Le maréchal duc de Saldanha, qui s’était mis à la tête de la situation, remporta à Torres-Vedras, sur les rebelles commandés par M. da Bomfim, une victoire décisive, dont il perdit tout à coup le fruit par sa subite inaction, inaction mystérieuse à laquelle on a assigné bien des causes. Le vieux maréchal de Biron, à qui son fils demandait un jour des troupes pour un coup de main qui pouvait en finir avec l’armée du duc de Parme, lui répondit en jurant : « Quoi donc, maraud ! nous veux-tu envoyer planter des choux à Biron ? » Le vieux maréchal portugais n’avait pas sans doute envie d’aller planter des choux à Saldanha. De temporisations en temporisations, la position devint telle que, pour en finir avec les septembristes, auxquels s’étaient réunis les débris du miguélisme, on dut recourir à I’intervention armée des trois grandes puissances, et finalement à une ample amnistie garantie par un protocole peu honorable pour la couronne de Portugal.

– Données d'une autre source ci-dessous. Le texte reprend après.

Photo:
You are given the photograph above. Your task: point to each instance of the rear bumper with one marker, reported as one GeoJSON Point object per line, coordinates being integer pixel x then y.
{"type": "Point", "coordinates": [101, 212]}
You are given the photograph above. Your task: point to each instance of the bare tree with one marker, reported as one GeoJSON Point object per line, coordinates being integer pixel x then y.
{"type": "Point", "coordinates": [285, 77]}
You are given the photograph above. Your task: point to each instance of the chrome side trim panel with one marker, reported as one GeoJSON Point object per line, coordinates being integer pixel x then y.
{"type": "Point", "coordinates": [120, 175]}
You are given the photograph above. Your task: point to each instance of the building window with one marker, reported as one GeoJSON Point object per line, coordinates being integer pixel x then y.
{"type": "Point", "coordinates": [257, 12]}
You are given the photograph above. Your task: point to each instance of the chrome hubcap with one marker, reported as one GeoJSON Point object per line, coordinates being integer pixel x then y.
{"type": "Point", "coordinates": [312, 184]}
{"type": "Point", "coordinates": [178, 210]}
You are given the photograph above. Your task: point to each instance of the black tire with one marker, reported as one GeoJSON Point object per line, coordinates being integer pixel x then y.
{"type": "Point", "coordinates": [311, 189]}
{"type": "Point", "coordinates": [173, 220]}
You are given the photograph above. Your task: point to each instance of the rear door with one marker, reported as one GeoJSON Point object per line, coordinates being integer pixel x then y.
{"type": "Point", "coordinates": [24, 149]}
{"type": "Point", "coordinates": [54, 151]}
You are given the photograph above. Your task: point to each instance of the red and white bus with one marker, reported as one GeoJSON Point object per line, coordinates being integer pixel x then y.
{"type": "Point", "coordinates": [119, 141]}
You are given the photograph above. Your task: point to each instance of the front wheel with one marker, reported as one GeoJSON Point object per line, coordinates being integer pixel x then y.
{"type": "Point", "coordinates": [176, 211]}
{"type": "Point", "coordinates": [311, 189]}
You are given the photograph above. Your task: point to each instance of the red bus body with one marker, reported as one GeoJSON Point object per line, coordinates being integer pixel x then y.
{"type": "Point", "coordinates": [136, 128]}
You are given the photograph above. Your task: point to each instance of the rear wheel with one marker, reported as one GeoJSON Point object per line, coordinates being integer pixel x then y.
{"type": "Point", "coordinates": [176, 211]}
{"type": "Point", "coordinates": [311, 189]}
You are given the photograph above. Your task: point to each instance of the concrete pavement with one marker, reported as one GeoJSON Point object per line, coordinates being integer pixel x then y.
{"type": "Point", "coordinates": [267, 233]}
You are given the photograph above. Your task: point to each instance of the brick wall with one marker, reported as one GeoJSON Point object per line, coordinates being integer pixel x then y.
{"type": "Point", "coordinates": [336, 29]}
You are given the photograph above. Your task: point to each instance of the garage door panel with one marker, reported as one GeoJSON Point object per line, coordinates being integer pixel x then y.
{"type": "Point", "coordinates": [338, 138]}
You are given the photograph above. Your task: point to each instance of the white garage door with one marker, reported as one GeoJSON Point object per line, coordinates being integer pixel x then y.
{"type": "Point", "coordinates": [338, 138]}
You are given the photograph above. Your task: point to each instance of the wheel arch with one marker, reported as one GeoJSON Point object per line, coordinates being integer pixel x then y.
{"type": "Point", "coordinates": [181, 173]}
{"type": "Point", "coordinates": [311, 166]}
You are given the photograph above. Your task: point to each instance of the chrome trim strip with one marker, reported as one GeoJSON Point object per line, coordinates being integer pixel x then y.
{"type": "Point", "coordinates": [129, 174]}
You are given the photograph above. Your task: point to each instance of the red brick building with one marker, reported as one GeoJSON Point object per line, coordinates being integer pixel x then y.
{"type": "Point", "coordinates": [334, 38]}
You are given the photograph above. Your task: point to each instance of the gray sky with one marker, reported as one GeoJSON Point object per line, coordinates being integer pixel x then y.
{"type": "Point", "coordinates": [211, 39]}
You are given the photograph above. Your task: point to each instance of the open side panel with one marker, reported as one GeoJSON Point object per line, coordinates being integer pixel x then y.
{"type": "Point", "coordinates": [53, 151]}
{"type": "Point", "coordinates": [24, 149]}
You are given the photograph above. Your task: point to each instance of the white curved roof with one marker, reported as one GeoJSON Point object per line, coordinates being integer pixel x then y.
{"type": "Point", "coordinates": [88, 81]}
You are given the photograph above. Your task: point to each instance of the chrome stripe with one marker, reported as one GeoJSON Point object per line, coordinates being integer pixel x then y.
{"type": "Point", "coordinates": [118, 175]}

La guerre terminée, les Cabral revinrent de l’exil. Le comte de Thomar, à son arrivée à Lisbonne, reçut une sorte d’ovation civique en dépit des fureurs des révolutionnaires coalisés et de l’opposition déclarée de l’administration du protocole. Il s’occupa immédiatement de réorganiser pour la lutte électorale le parti chartiste, qui, dans le va-et-vient des dernières crises, avait perdu toute direction. Cette lutte fut acharnée, mais la liste du comte de Thomar l’emporta dans tous les collèges, et à ce point que pas un seul des ministres, ses rivaux, ne put obtenir assez de voix même pour être électeur d’arrondissement. Après un triomphe aussi significatif dans l’opinion, on devait s’attendre à voir le conte de Thomar rentrer au pouvoir. Il n’en fut rien. Le modeste vainqueur, sourd aux sommations de ses nombreux amis, céda sa victoire électorale au duc de Saldanha, lequel pourtant lui avait fait, dès sa rentrée, une opposition perfide, et ne s’était jets dans ses bras que la veille même de l’élection, en reconnaissant enfin son impopularité. Non content d’élever le duc de Saldanha sur son propre pavois, le comte de Thomar le fit successivement choisir par ses amis pour présider le grand collège électoral de Lisbonne, et, par la couronne, pour former le nouveau ministère destiné à fonctionner avec le parlement renouvelé.